A short description on various different outlier detection methods for times-series data and their implementations.
Z-Score Outlier Detection
One of the simplest way to automate outlier identification for machine learning is to implement a z-score confidence band approach.
Assuming you start with a series of annual prices p1, … , pn, we take the difference to get annual returns r1, … , rn-1. We compute the mean and the standard deviation of the returns.
μ = (∑n rn)/n and σ = sqrt(∑n (rn– μ)2/n)

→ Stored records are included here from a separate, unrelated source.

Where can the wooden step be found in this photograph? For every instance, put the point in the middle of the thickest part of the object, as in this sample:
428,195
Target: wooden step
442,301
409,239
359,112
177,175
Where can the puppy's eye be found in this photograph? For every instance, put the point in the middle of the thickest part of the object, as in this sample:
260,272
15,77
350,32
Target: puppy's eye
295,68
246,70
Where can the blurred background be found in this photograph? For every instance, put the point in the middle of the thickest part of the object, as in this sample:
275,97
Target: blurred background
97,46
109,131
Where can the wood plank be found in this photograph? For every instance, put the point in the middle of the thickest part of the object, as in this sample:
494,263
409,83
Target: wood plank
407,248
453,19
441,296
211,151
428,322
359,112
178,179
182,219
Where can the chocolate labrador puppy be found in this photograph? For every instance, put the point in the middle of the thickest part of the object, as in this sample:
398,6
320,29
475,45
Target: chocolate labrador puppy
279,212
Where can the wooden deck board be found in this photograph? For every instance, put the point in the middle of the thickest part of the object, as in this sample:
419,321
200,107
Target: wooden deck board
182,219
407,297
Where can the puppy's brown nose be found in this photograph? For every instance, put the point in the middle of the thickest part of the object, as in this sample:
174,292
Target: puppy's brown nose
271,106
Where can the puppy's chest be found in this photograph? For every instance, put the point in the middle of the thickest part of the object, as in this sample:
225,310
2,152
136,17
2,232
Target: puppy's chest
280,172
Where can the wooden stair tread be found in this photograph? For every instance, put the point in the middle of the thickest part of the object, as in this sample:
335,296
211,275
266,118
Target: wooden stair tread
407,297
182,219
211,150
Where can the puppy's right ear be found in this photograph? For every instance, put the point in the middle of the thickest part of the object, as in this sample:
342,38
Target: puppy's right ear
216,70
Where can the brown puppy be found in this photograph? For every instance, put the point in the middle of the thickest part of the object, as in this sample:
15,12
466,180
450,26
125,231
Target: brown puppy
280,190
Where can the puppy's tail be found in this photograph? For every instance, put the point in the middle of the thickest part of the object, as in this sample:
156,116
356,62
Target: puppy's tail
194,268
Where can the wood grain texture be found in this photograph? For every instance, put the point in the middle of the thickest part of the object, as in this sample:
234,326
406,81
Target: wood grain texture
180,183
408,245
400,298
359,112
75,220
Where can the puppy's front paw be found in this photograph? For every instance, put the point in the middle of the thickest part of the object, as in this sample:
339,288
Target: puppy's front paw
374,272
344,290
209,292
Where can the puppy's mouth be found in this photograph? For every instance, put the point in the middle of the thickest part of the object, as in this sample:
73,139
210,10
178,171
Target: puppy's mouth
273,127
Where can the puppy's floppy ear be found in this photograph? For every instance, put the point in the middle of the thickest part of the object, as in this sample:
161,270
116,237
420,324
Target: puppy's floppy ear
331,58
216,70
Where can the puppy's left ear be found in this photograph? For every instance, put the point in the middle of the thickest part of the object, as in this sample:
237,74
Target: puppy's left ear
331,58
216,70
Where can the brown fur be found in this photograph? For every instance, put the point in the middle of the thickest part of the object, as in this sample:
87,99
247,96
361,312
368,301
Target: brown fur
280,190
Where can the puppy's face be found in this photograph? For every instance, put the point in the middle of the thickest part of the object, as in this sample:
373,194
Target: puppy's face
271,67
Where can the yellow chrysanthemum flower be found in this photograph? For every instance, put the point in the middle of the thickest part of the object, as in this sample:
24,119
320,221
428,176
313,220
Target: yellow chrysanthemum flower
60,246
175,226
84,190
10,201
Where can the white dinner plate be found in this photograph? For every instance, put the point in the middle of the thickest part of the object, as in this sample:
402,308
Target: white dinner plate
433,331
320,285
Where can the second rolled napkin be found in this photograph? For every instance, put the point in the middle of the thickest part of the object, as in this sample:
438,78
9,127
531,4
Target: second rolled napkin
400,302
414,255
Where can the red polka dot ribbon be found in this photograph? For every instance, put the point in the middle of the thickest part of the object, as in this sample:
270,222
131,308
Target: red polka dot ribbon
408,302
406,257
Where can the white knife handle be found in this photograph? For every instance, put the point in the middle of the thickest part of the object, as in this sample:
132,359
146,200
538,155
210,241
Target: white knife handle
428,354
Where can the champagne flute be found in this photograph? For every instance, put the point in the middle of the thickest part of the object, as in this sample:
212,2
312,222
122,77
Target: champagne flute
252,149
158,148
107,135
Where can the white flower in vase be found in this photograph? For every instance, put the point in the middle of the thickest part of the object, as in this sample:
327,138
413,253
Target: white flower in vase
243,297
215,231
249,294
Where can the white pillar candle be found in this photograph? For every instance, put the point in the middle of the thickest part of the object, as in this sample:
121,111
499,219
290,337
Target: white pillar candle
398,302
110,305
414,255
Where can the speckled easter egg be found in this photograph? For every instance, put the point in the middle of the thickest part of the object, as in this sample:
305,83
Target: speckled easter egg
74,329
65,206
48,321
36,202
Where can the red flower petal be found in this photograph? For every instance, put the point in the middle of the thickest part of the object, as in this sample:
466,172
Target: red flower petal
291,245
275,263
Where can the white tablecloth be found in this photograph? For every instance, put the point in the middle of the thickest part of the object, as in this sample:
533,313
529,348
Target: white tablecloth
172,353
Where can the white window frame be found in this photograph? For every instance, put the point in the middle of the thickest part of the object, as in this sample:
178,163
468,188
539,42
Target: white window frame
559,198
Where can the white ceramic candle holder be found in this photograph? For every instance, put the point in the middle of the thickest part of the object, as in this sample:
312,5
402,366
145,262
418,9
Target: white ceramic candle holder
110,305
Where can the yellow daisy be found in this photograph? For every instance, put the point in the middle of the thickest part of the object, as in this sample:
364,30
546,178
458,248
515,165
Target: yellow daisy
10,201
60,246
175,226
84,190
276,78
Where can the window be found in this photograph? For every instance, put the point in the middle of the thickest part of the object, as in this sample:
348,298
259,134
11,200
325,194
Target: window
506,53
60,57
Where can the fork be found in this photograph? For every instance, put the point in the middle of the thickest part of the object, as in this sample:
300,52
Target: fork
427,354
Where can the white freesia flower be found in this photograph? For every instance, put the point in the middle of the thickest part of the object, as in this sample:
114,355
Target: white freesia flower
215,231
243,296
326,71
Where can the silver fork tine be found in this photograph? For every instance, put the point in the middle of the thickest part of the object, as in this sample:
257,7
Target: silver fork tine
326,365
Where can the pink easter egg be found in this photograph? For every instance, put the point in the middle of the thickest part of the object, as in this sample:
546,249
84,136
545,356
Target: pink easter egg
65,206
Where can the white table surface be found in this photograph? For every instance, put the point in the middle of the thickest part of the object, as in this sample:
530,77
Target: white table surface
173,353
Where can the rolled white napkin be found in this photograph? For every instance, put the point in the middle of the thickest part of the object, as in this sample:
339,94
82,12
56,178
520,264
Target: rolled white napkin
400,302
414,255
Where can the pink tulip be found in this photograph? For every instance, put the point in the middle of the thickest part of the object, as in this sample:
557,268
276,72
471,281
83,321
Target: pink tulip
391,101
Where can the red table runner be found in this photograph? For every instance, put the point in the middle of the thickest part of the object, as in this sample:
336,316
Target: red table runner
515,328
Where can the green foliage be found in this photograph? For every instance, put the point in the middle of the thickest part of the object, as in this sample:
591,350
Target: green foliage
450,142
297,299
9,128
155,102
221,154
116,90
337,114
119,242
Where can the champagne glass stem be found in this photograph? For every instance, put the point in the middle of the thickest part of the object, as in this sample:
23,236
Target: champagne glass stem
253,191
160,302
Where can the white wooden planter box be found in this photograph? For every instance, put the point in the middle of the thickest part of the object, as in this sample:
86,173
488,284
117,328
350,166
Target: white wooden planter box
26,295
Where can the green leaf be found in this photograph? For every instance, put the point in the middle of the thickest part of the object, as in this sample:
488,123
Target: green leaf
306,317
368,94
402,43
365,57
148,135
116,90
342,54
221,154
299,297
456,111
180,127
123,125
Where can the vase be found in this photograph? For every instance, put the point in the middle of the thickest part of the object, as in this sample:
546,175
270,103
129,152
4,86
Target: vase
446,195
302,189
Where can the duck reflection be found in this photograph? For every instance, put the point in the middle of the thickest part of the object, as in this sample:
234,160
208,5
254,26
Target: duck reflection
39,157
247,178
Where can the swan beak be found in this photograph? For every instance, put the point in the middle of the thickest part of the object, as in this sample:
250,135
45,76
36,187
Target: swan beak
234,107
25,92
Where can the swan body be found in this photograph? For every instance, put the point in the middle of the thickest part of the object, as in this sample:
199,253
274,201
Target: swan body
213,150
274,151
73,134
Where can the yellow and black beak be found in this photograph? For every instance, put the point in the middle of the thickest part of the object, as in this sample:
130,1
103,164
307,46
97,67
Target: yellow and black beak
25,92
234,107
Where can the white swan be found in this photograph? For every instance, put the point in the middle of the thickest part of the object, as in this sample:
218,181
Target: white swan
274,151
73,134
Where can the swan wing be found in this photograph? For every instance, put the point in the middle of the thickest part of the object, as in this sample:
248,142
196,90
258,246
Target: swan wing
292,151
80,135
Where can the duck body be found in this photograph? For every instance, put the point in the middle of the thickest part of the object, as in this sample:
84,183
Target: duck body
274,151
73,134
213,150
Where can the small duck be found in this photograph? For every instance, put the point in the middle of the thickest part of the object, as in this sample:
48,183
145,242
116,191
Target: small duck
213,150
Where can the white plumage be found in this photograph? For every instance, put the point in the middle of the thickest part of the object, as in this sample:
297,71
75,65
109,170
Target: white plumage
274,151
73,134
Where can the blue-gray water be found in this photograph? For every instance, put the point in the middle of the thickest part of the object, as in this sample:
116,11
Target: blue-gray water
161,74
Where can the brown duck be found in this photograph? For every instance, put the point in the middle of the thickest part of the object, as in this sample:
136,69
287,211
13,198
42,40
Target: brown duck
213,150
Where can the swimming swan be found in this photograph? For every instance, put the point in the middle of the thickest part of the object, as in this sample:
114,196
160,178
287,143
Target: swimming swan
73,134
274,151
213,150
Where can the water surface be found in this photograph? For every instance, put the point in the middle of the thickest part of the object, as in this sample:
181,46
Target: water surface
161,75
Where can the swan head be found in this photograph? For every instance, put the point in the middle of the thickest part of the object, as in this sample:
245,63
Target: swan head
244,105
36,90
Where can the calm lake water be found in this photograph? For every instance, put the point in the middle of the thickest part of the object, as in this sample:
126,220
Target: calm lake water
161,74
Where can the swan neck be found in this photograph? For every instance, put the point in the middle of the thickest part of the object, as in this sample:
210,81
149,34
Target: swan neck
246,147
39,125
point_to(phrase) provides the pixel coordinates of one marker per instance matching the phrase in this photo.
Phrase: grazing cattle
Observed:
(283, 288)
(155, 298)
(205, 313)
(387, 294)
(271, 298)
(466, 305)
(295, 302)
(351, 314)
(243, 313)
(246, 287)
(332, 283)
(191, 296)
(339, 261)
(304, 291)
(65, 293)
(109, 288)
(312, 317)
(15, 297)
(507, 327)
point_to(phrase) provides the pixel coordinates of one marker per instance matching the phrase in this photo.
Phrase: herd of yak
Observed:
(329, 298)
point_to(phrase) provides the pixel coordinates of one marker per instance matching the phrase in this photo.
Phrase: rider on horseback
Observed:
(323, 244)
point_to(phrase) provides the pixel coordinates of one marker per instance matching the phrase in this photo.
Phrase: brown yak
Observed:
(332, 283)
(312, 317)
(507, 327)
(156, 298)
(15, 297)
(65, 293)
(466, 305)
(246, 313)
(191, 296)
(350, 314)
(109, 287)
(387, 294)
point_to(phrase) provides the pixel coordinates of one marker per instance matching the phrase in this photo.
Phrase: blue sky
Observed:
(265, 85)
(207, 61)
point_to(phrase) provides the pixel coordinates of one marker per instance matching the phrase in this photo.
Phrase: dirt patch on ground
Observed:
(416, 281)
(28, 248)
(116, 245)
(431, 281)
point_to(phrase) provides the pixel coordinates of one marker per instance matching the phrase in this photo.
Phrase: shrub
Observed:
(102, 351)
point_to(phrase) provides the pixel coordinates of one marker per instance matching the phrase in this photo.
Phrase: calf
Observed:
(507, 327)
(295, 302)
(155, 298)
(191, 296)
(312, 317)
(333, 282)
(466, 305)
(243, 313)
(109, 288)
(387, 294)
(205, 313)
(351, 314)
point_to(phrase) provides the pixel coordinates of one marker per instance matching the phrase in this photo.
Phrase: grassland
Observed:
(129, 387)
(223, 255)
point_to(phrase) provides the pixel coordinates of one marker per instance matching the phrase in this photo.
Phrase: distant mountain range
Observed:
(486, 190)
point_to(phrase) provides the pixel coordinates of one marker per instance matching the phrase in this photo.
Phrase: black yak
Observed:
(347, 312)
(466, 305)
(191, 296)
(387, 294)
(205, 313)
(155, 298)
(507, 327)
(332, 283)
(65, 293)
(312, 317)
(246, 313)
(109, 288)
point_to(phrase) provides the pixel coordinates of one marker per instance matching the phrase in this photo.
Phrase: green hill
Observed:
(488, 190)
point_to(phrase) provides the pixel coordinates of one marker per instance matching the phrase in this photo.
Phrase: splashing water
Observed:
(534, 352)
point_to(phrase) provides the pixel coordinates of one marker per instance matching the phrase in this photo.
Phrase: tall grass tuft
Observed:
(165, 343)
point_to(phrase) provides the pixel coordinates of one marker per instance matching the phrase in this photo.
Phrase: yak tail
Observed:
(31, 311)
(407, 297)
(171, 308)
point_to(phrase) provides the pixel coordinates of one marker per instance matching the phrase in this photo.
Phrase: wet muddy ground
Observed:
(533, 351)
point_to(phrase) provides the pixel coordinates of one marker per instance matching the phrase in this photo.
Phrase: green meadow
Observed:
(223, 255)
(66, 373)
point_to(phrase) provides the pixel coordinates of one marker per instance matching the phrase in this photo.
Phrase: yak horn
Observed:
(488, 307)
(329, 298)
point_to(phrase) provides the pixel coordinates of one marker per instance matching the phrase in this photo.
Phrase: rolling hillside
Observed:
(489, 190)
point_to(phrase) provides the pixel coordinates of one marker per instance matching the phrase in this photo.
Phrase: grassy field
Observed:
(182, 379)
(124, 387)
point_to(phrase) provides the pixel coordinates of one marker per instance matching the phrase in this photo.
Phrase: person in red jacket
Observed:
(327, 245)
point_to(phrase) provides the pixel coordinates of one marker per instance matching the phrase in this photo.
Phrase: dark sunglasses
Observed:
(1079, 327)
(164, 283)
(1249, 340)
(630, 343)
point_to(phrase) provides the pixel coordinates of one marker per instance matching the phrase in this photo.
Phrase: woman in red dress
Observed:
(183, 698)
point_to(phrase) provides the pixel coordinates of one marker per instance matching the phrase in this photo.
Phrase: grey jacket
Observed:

To identify outliers, establish the confidence intervals on the returns and with a flexible range. Set a threshold value that controls the confidence intervals, call it z for z-score. Now you can identify outliers anytime they are outside the upper and lower bounds on these confidence intervals, i.e.,
rn > μ + z*σ or rn < μ – z*σ
Adjusting the z-score gives you a scaling band to use for identifying returns which are on the extreme values of the your distribution. Plotting this you can visualize which points were identified.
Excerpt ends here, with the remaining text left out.